Michael Brecker - Farewell to a brother

Monday, February 19, 2007

The jazz world was stunned to learn of the death of Michael Brecker in January. Although he had been ill for some time there were tentative signs of recovery over the past months and Brecker had even been in the studio working on a new album. Brecker was easily the most influential saxophonist in jazz since John Coltrane. His legacy will live on in the records he has left behind. Stuart Nicholson looks back at the life and music of Michael Brecker.


Saturday 13 July 1996 was hot. Temperatures were in the eighties and no one even mentioned global warming. At the North Sea Jazz Festival, held at that time in the Nederlands Congresgebouw in the Hague, the combination of sunshine and jazz had attracted a record crowd. At 7.15pm in the Jan Steen Zaal, situated underneath the huge PWA Zaal auditorium, Carla Bley was puzzled to see the venue filling up as she concluded her concert with her Very Big Band.

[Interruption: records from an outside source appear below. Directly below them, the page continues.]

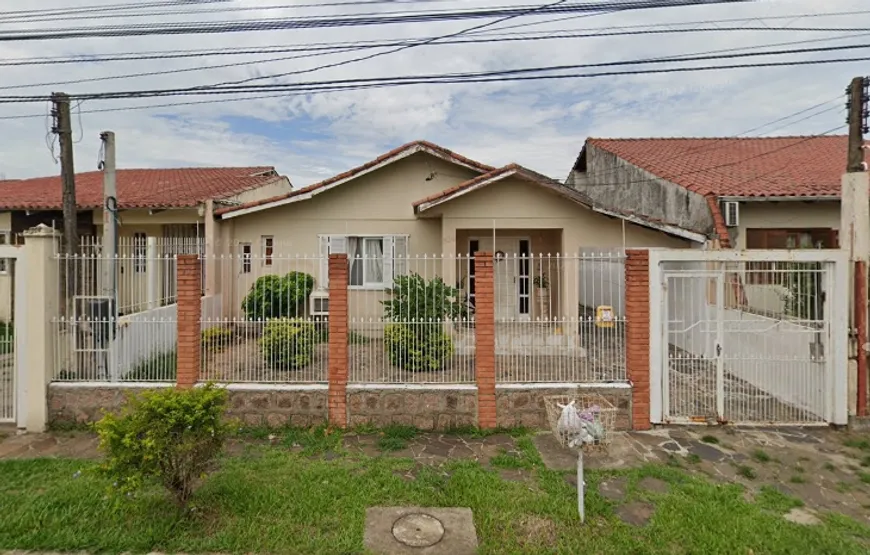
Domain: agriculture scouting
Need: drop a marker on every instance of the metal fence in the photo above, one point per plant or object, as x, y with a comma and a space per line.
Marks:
133, 339
560, 318
411, 320
261, 325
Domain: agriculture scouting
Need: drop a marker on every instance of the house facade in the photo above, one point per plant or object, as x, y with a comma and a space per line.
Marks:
742, 193
422, 200
160, 212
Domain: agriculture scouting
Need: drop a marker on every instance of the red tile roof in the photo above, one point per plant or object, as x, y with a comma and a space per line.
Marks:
414, 146
140, 188
808, 166
503, 172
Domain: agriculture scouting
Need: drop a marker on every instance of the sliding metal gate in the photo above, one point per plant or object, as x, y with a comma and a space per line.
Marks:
750, 341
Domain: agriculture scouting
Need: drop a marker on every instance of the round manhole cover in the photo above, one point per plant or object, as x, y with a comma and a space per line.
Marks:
418, 530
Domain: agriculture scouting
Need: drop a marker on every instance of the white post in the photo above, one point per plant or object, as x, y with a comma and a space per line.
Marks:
40, 273
154, 270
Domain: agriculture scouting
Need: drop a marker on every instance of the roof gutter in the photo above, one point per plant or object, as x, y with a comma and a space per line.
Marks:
664, 228
782, 199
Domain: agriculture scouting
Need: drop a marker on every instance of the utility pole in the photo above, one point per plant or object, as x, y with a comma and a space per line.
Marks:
63, 129
110, 251
855, 226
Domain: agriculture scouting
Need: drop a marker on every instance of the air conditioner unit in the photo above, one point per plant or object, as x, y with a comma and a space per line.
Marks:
319, 303
731, 213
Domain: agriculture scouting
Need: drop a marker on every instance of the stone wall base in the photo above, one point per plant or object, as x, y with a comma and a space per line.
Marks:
426, 409
525, 406
82, 404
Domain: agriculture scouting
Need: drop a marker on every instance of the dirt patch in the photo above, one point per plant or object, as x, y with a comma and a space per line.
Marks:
536, 530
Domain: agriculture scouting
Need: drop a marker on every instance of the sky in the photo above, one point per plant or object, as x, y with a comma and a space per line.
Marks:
539, 124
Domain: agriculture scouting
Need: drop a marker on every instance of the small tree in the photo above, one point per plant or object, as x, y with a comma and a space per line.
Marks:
169, 436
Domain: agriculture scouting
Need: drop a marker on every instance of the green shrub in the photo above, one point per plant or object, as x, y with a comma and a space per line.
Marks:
274, 296
158, 367
288, 343
417, 352
417, 341
216, 339
169, 436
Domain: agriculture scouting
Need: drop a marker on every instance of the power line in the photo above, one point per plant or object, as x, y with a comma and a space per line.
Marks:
368, 83
147, 29
318, 68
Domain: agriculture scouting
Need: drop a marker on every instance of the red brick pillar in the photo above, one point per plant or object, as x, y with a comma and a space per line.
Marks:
189, 293
337, 368
484, 339
637, 359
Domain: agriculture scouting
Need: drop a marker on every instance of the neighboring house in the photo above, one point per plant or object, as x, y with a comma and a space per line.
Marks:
742, 193
172, 205
422, 199
745, 193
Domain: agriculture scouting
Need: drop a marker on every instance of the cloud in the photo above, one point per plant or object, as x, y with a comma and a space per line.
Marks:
541, 124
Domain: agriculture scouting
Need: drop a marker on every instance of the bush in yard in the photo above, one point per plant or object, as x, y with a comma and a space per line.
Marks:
168, 436
215, 339
416, 341
417, 352
274, 296
288, 343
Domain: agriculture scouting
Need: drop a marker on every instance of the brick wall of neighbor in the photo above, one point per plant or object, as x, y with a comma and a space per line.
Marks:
425, 409
525, 407
637, 334
68, 405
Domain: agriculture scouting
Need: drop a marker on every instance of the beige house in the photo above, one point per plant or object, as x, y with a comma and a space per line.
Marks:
744, 193
421, 200
160, 212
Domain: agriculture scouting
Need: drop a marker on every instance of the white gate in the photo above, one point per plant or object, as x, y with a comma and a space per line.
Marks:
11, 306
751, 337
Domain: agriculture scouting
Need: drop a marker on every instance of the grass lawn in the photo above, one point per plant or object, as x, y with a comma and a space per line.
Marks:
268, 499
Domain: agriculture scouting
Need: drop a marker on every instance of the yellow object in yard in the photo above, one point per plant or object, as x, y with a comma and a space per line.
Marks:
604, 316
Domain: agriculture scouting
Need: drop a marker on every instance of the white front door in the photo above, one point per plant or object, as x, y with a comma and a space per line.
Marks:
506, 263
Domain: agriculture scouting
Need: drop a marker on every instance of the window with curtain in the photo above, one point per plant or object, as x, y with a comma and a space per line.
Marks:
768, 273
374, 260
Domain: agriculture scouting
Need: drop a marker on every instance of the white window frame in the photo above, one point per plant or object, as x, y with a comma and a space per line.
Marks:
393, 265
268, 259
140, 252
246, 258
4, 263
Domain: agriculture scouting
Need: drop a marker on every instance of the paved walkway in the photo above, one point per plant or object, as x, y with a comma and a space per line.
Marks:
826, 469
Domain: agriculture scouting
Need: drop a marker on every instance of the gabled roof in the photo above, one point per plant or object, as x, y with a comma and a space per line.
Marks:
385, 159
799, 166
498, 174
515, 170
138, 188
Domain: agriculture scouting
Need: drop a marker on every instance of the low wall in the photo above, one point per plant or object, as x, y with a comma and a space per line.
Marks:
524, 406
81, 403
427, 409
431, 408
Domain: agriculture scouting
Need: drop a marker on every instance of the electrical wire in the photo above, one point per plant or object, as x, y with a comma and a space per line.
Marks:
221, 27
286, 58
368, 83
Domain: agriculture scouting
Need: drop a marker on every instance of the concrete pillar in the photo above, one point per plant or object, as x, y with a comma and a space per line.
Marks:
40, 277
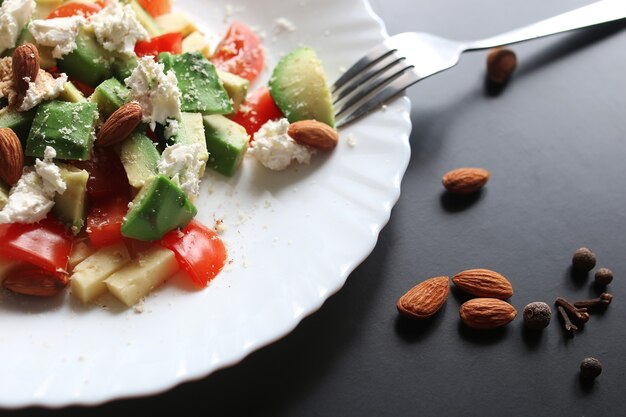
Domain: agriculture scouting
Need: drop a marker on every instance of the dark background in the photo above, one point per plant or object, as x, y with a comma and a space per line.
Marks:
555, 141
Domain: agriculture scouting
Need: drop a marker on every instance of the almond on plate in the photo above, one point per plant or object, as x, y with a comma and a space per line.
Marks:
487, 313
425, 299
483, 283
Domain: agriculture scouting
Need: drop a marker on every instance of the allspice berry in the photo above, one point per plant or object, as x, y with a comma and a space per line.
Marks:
590, 368
537, 315
501, 63
604, 276
584, 260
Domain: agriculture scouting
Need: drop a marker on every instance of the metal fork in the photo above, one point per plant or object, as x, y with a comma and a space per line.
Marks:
406, 58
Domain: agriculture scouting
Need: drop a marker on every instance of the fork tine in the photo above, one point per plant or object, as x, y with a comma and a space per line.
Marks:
397, 86
370, 58
374, 70
370, 87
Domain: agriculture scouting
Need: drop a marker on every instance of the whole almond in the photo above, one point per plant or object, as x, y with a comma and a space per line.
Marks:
315, 134
501, 63
11, 156
120, 124
425, 299
483, 283
35, 282
25, 68
487, 313
465, 180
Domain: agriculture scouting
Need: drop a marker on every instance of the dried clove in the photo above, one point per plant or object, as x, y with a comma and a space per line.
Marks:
570, 328
603, 301
580, 315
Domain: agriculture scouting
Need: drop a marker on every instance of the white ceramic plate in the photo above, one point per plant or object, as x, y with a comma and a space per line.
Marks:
293, 238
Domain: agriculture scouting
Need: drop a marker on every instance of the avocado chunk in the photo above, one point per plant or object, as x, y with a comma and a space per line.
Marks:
110, 95
72, 94
89, 63
139, 156
160, 207
147, 21
67, 127
69, 207
201, 91
19, 122
298, 86
235, 86
227, 143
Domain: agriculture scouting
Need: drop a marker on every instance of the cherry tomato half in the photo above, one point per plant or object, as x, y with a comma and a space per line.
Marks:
240, 52
198, 250
46, 244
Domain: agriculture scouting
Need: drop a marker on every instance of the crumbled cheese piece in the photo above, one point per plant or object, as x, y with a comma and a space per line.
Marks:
14, 15
156, 92
117, 28
275, 149
59, 33
32, 198
46, 87
180, 162
284, 25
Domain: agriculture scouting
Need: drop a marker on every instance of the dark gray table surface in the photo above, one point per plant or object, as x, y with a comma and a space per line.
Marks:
555, 142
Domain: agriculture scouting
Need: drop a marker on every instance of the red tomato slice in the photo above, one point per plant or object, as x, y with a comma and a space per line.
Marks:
104, 222
170, 42
258, 108
46, 244
73, 9
240, 52
198, 250
156, 7
107, 177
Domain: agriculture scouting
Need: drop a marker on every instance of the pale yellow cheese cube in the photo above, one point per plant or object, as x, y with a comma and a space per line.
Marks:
176, 22
142, 275
87, 280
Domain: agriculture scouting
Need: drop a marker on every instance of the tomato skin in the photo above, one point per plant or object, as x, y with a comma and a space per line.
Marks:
170, 42
156, 7
259, 108
240, 52
198, 250
46, 244
104, 222
107, 177
73, 9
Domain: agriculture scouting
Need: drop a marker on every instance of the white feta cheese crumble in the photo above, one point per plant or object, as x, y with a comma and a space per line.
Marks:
156, 92
32, 198
180, 162
59, 33
275, 149
14, 15
117, 28
46, 87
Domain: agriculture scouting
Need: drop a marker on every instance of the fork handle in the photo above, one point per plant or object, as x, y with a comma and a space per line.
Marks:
593, 14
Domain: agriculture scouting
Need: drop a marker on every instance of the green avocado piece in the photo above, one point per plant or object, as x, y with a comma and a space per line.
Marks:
89, 63
227, 143
299, 88
67, 127
235, 86
160, 207
70, 206
19, 122
201, 90
139, 156
110, 95
72, 94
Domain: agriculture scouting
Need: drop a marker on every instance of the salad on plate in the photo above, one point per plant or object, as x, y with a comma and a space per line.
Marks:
110, 113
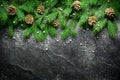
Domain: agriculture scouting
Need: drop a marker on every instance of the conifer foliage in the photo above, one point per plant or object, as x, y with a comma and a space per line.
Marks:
43, 17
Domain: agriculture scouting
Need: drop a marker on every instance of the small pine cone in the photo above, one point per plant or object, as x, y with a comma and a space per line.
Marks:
110, 13
92, 20
77, 5
11, 10
40, 9
55, 23
29, 19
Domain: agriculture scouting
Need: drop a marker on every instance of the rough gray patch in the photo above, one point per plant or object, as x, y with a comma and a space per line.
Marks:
82, 58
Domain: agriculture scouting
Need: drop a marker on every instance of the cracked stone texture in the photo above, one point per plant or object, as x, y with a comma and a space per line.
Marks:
82, 58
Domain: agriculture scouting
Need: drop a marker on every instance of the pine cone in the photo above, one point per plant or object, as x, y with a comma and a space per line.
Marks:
40, 9
11, 10
29, 19
110, 13
77, 5
55, 23
92, 20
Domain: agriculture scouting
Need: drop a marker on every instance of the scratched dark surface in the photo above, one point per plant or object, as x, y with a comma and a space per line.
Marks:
82, 58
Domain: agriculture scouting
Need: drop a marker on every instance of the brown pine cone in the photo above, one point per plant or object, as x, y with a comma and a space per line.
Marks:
11, 10
92, 20
55, 23
110, 13
40, 9
29, 19
77, 5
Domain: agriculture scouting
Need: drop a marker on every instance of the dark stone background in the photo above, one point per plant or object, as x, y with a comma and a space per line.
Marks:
82, 58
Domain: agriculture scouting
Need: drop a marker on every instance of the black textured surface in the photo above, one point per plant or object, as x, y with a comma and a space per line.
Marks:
83, 58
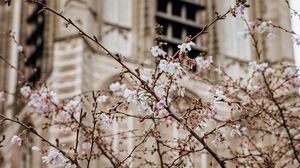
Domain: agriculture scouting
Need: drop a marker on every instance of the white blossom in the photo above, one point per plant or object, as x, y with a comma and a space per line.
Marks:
269, 71
235, 132
13, 33
288, 72
203, 63
56, 159
72, 105
258, 67
296, 40
219, 95
239, 10
184, 47
35, 148
20, 48
271, 35
86, 146
25, 91
2, 96
172, 68
157, 51
16, 140
43, 101
262, 27
102, 99
161, 104
117, 87
243, 35
105, 119
130, 95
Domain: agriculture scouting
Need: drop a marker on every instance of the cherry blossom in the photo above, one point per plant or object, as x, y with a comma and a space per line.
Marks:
105, 119
157, 51
219, 95
16, 140
258, 67
240, 10
13, 33
172, 68
262, 27
161, 104
35, 148
72, 105
43, 100
243, 34
102, 99
20, 48
25, 91
296, 40
203, 63
130, 95
184, 47
56, 159
2, 96
117, 87
288, 72
86, 146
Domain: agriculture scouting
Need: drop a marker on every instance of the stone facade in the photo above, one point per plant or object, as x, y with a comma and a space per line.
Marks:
126, 27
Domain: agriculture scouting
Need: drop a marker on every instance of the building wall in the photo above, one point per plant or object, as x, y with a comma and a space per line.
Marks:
126, 27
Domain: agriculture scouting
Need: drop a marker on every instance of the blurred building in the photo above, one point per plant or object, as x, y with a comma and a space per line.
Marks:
72, 64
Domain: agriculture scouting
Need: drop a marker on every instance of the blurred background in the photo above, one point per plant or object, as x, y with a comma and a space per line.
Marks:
70, 64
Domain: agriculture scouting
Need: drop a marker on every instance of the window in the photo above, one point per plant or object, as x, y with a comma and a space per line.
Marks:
179, 19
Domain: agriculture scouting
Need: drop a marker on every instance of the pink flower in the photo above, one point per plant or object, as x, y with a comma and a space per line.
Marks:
184, 47
25, 91
2, 96
35, 148
156, 51
16, 140
20, 48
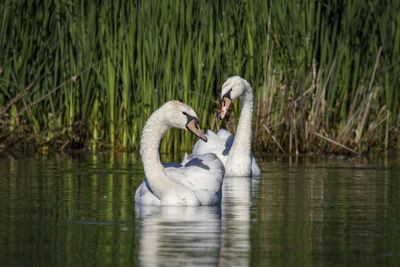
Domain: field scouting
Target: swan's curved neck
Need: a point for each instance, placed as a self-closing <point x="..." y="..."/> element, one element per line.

By the time the next band was due on, the room was jammed tighter than rush hour in the London tube and was very, very hot. Nobody cared. They had crammed in to make sure of a place for the next band on the programme. At 8pm, when the MC walked onto the stage, the atmosphere was electric. He introduced the tall, commanding figure of McCoy Tyner, who walked on to a huge ovation with his bassist Avery Sharpe and drummer Aaron Scott. Then the MC asked for a round of applause for “a very special guest, Mr Mike Brecker.” The roar from the crowd was deafening. Brecker gave an awkward wave and smiled sheepishly. What followed was a concert of awe inspiring creativity. Tyner, who in the past was sometimes guilty of coasting with his trio, played like a man possessed.

The highlight of his career had come early when, in the 1960s, he made jazz history redefining the jazz piano alongside John Coltrane who took the tenor saxophone, and jazz, to a new level. Now he was playing with a musician who was the most influential saxophonist since Coltrane himself, revered by his peers and idolised by young music students who poured over transcriptions of his solos. Who knows what was going through Tyner’s mind that night. Was the past flowing into the present? It certainly seemed like it, with the intensity, and above all the spirituality, of his playing.
As he comped, his hands crashed on to the piano keys from shoulder height, while his solos were full of cascading shimmering runs, often utilising his hallmark use of an interval of a fourth.